Joana trabalha sozinha no seu ateliê e o processo é simples. Quando vê uma fachada com potencial de intervenção, tira uma fotografia ao vazio e ao padrão de azulejos que ainda existem e mede-os com uma fita métrica. De seguida, recria o padrão em programa de edição de imagem, mas com cores diferentes. O objetivo é criar um contraste notório entre o novo e o antigo. A seguir, insere uma frase de um autor português e, após a impressão em papel, cola-o no azulejo de madeira e enverniza. Além da Invicta, encontram-se exemplos do seu trabalho em Braga e Lisboa.
“A iniciativa pretende chamar a atenção para os pequenos detalhes que nos rodeiam diariamente e surpreender os transeuntes com algo que não estavam habituados a ver durante o seu percurso”, elucida a designer.
Em habitações ou nos restantes edifícios, Joana não pede para deixar a sua marca. A menos que veja algum morador, claro. “Porque se tiver de pedir autorização a quem lá mora, a resposta é quase sempre a mesma – que não é nada com eles, que tenho que falar com o proprietário da casa ou com a Câmara – e isso envolve diversas burocracias e tempo.”
A criadora do Preencher Vazios já fez alguns workshops no seu ateliê, mas conta realizá-los com mais regularidade. “Consistem em dar a conhecer toda a história do projeto e, em conjunto, desenvolver os azulejos para depois irmos colá-los nas fachadas a intervir”, esclarece. O limite de pessoas é de quatro e, para se inscrever, basta estar atento às redes sociais e enviar mensagem privada ou email para ter acesso a informação detalhada.
A cor das pedras
Por trás de outra ideia que preenche vazios, neste caso o pavimento das cidades, está a dupla algarvia Patrícia Simões e Tiago Custódio com a iniciativa neoFOFO.

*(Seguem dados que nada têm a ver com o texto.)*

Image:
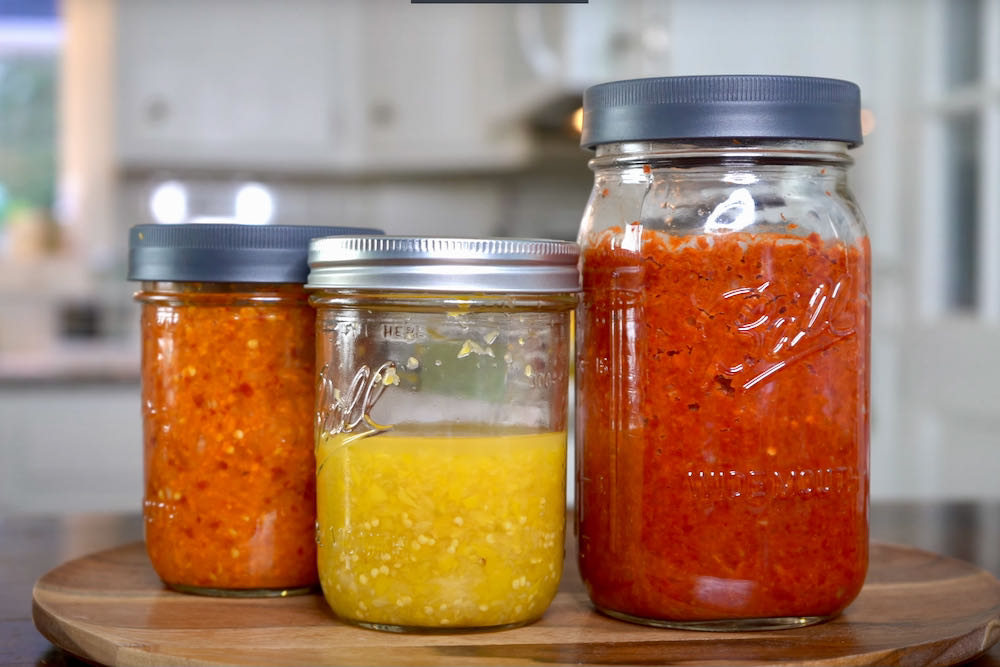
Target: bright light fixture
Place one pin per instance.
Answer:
(254, 204)
(168, 203)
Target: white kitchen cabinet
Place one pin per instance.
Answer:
(309, 86)
(218, 84)
(70, 447)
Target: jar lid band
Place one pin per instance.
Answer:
(436, 264)
(238, 253)
(729, 106)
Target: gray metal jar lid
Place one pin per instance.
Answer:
(236, 253)
(435, 264)
(726, 106)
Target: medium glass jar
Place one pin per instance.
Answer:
(722, 353)
(228, 376)
(441, 424)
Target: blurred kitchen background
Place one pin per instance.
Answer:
(458, 119)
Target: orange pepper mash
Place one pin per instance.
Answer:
(228, 386)
(723, 424)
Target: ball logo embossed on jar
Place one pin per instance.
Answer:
(344, 411)
(776, 327)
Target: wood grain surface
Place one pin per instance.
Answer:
(917, 608)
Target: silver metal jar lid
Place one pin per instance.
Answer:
(434, 264)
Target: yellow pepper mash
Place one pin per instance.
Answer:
(440, 531)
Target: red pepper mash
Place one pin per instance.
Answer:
(724, 424)
(228, 390)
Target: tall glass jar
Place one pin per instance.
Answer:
(228, 377)
(441, 426)
(722, 353)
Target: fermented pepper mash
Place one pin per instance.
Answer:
(725, 424)
(227, 394)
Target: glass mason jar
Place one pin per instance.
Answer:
(228, 378)
(441, 426)
(723, 353)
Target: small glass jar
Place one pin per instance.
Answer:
(228, 376)
(441, 426)
(722, 353)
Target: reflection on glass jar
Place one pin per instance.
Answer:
(441, 428)
(723, 337)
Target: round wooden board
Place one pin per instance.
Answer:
(917, 608)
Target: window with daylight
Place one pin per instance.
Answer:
(961, 223)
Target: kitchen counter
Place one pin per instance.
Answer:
(30, 546)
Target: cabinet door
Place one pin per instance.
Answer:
(223, 84)
(430, 76)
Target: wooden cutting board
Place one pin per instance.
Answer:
(917, 608)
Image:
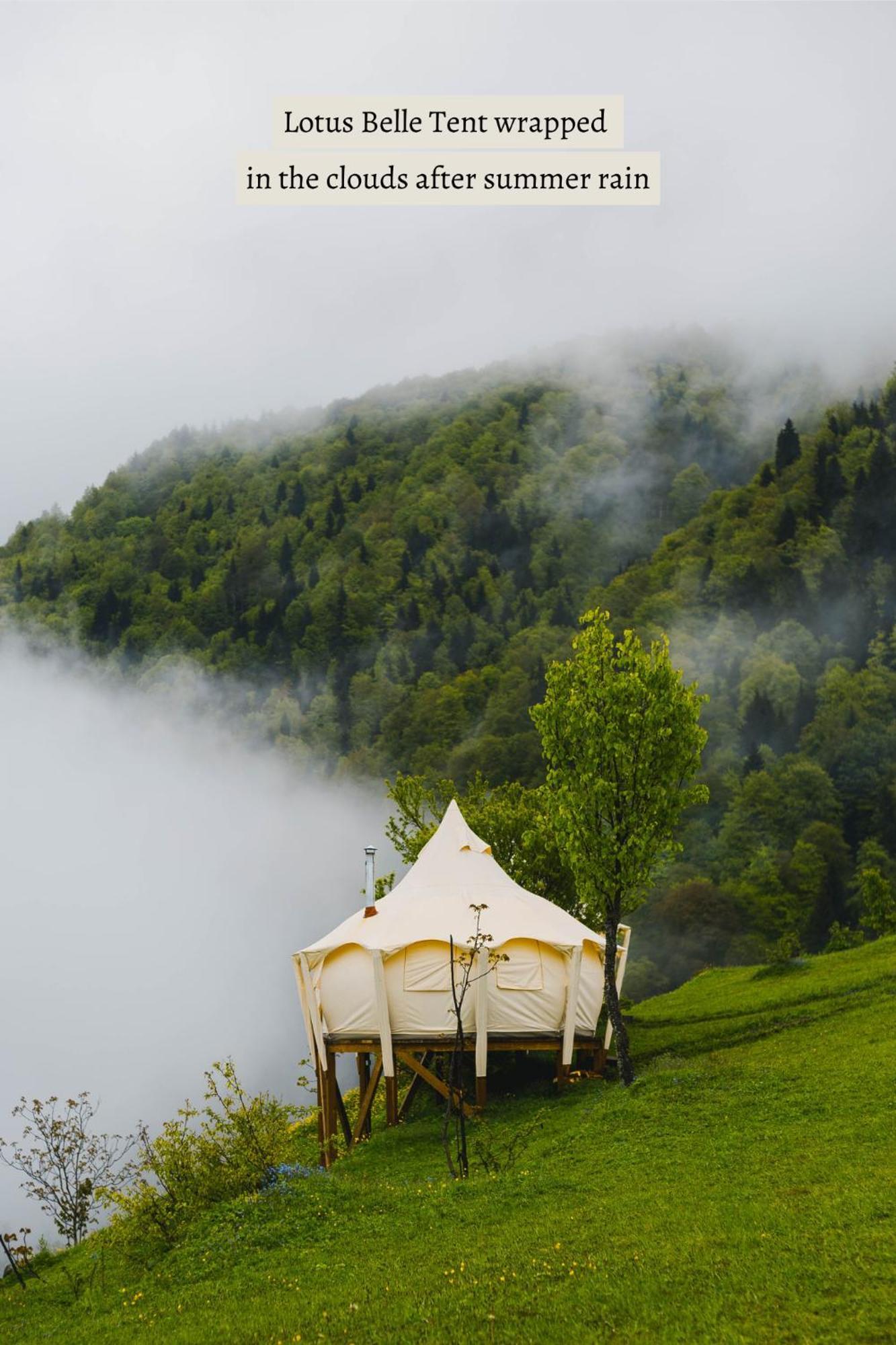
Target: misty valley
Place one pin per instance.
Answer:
(220, 656)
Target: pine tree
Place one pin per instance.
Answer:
(787, 447)
(298, 501)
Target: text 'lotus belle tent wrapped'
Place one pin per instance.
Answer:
(382, 983)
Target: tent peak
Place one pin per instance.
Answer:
(455, 835)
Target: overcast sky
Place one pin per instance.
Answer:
(136, 295)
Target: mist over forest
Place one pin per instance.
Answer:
(220, 654)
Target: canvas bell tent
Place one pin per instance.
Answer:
(380, 985)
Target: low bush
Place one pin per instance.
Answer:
(233, 1145)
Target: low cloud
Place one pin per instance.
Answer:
(157, 876)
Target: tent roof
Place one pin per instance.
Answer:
(455, 871)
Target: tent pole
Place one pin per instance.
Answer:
(482, 1026)
(618, 976)
(572, 1007)
(382, 1016)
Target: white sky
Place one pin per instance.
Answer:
(136, 295)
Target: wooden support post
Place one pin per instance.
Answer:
(341, 1112)
(412, 1089)
(392, 1100)
(322, 1126)
(428, 1078)
(364, 1079)
(330, 1108)
(366, 1102)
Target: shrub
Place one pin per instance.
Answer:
(228, 1148)
(65, 1163)
(840, 938)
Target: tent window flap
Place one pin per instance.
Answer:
(428, 966)
(522, 970)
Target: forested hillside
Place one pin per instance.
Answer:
(389, 582)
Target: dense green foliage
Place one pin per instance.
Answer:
(779, 598)
(396, 579)
(752, 1200)
(391, 586)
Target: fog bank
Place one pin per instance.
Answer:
(155, 878)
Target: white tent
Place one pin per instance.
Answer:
(386, 977)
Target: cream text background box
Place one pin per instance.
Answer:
(559, 166)
(486, 106)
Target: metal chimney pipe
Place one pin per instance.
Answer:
(370, 910)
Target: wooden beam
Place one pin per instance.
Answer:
(364, 1079)
(427, 1075)
(412, 1089)
(364, 1109)
(322, 1128)
(330, 1109)
(392, 1100)
(341, 1110)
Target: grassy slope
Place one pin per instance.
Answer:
(741, 1191)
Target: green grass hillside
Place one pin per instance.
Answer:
(741, 1191)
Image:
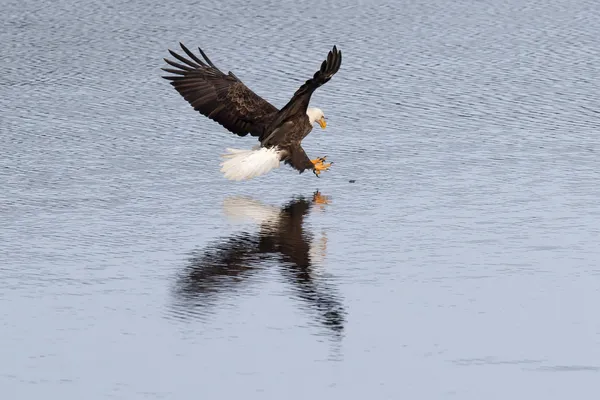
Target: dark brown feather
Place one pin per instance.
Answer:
(218, 96)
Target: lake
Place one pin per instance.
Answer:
(452, 250)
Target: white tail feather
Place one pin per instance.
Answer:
(248, 164)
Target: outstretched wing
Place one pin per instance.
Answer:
(221, 97)
(299, 102)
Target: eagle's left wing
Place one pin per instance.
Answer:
(221, 97)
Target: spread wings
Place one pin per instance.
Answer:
(331, 65)
(221, 97)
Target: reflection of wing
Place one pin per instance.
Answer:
(239, 209)
(225, 267)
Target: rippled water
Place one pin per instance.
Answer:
(463, 260)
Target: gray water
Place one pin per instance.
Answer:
(462, 262)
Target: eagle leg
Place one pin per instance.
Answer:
(319, 165)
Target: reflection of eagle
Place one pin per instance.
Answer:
(225, 99)
(227, 265)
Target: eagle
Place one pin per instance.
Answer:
(225, 99)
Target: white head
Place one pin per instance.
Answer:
(316, 115)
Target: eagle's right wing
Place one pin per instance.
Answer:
(221, 97)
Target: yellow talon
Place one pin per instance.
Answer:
(318, 198)
(319, 165)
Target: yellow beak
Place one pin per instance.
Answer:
(322, 122)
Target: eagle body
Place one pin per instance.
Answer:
(225, 99)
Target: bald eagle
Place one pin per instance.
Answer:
(224, 98)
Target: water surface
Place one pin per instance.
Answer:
(463, 260)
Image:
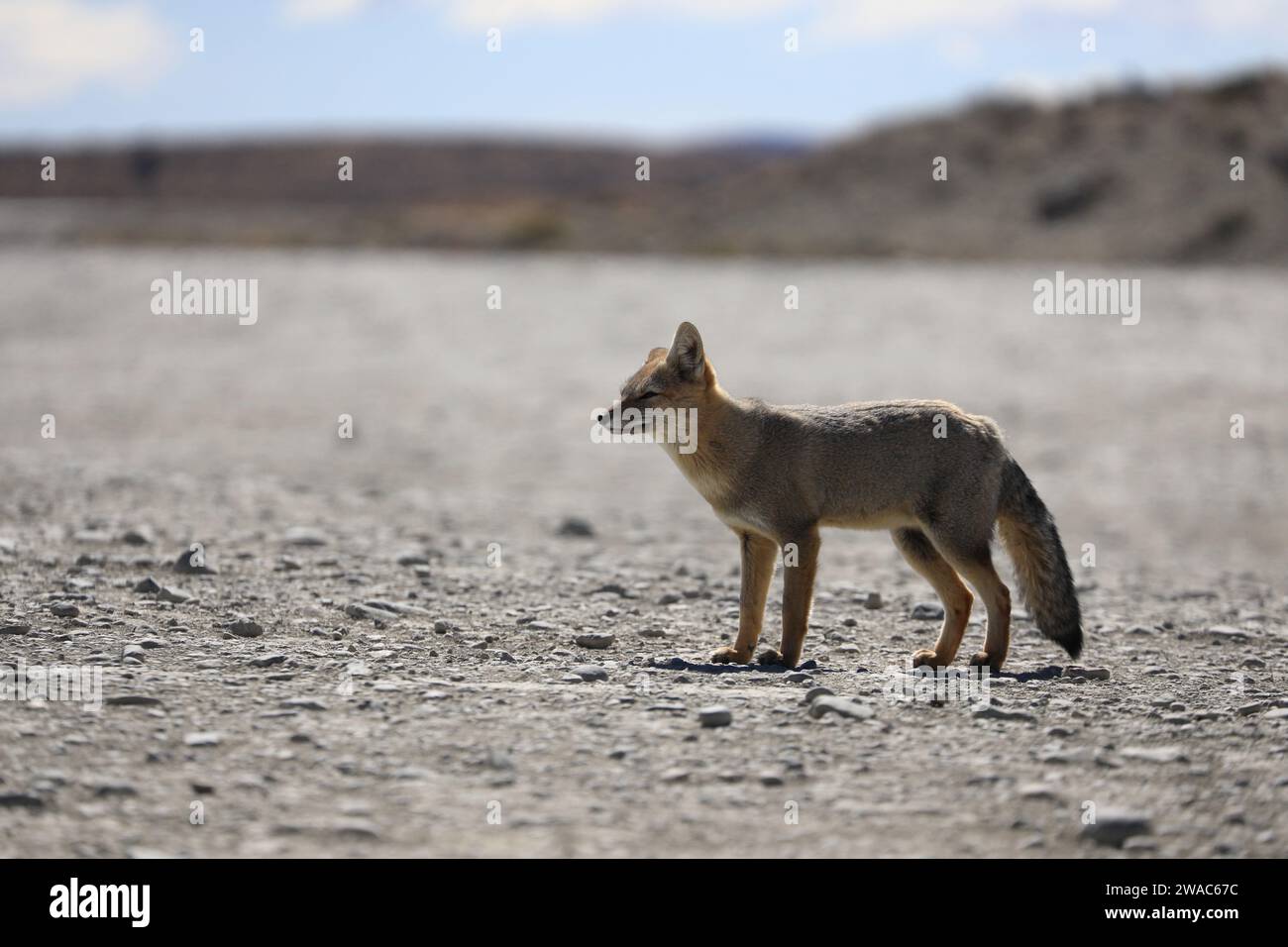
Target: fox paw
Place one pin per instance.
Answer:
(926, 657)
(986, 660)
(730, 656)
(771, 656)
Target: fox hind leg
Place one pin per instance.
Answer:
(956, 598)
(798, 598)
(758, 573)
(974, 562)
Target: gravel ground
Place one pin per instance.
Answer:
(410, 646)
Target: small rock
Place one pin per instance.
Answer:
(991, 711)
(1154, 754)
(1089, 673)
(304, 536)
(1115, 826)
(185, 565)
(21, 800)
(715, 715)
(245, 628)
(114, 789)
(301, 703)
(1224, 633)
(575, 526)
(819, 706)
(927, 611)
(133, 699)
(138, 536)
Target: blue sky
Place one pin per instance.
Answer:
(671, 69)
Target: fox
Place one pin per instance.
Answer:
(938, 478)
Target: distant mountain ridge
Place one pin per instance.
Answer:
(1131, 174)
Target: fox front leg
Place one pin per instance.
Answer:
(758, 571)
(798, 596)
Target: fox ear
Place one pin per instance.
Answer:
(687, 355)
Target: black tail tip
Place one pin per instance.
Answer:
(1073, 643)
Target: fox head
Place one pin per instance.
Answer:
(679, 377)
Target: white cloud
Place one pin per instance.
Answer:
(54, 48)
(875, 20)
(836, 20)
(316, 11)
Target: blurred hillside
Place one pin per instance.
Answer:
(1134, 174)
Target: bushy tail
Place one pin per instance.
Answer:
(1030, 539)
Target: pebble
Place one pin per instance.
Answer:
(823, 705)
(1154, 754)
(575, 526)
(245, 628)
(301, 703)
(133, 699)
(185, 566)
(992, 711)
(21, 800)
(138, 536)
(715, 715)
(304, 536)
(1115, 826)
(927, 611)
(1224, 633)
(1089, 673)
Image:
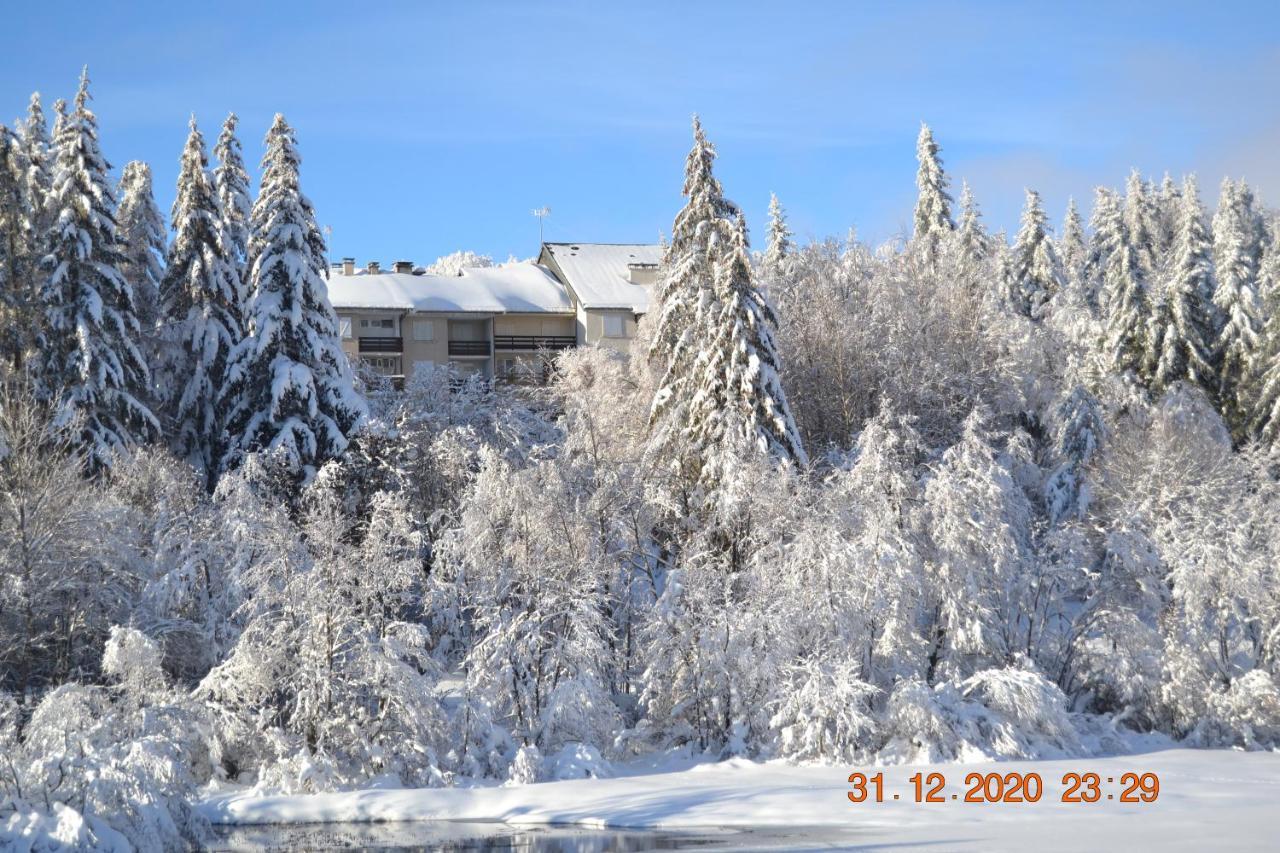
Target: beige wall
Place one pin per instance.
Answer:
(593, 322)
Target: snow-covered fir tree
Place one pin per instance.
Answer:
(1237, 254)
(972, 238)
(1073, 251)
(1123, 296)
(721, 386)
(933, 203)
(90, 355)
(288, 384)
(142, 240)
(1180, 337)
(1037, 272)
(201, 316)
(231, 183)
(777, 246)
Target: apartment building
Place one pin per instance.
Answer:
(497, 322)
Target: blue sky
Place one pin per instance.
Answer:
(429, 127)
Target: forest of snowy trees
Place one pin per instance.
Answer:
(952, 496)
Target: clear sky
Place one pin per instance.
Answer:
(430, 127)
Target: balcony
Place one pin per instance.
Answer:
(469, 347)
(382, 345)
(534, 341)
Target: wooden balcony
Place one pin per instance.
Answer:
(382, 345)
(534, 341)
(469, 347)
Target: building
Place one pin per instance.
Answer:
(496, 320)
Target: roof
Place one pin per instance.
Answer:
(598, 272)
(511, 288)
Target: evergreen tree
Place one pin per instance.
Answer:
(16, 295)
(201, 309)
(1266, 393)
(933, 204)
(142, 240)
(90, 360)
(1123, 296)
(1073, 250)
(972, 238)
(1183, 327)
(1237, 252)
(36, 154)
(721, 389)
(1142, 224)
(289, 384)
(778, 246)
(1037, 274)
(231, 182)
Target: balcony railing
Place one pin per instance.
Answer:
(534, 341)
(382, 345)
(469, 347)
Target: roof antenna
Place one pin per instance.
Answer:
(542, 213)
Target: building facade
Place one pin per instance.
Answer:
(496, 322)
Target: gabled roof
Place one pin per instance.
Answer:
(598, 272)
(511, 288)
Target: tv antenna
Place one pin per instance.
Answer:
(542, 213)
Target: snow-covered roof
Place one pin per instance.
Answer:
(511, 288)
(599, 272)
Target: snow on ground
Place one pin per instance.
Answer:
(1208, 799)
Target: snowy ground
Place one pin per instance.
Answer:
(1208, 799)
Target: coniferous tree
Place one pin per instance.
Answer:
(90, 360)
(1237, 252)
(1037, 273)
(1182, 331)
(1123, 297)
(932, 204)
(1073, 250)
(721, 389)
(16, 295)
(778, 246)
(201, 309)
(142, 240)
(288, 384)
(972, 238)
(231, 182)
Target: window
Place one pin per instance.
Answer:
(613, 325)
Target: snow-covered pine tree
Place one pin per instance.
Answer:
(1037, 273)
(972, 238)
(1237, 252)
(201, 313)
(90, 360)
(288, 384)
(231, 182)
(1123, 297)
(142, 240)
(1266, 395)
(1142, 223)
(1183, 324)
(16, 302)
(721, 388)
(932, 205)
(1079, 432)
(1073, 250)
(778, 246)
(36, 155)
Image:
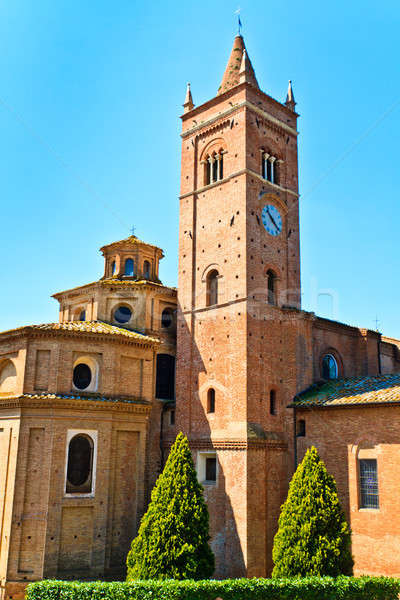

Tudo começou numa parede cinzenta. Pintada por ocasião das eleições autárquicas de 2013, assim eliminando mensagens escritas que acompanharam, durante muito tempo, os percursos de Patrícia. Desse modo, surgiu a opção de um protesto fofo com corações em lã. Foi um caso de juntar a fome à vontade de comer, uma vez que já tinha pensado em espalhar tricô, croché e similares enquanto forma de arte urbana – uma arte denominada yarnbombing. No entanto, essa possível manifestação deu lugar a um projeto, após Tiago verificar uma falha na calçada em forma de coração.
Após colocar a primeira pedra na calçada, a dupla partilhou a ação nas suas redes sociais, recebendo um feedback positivo que levou a avançar para a criação de uma página.
É possível ver o resultado deste trabalho na zona de Lisboa. Ainda não avançou para mais locais devido aos trabalhos de cada um. “Nunca fomos pensando em nada, as coisas foram acontecendo. Apesar de estarmos parados a título individual, ainda fiz duas ‘pedras fofas’ em tamanho gigante. Basicamente, são pedras que estão num género de metamorfose”, define Tiago. Algo que surgiu na sequência de um projeto de final de curso, nas Belas Artes do Porto, e que permitiu continuar a utilizar o género de material que considera fofo.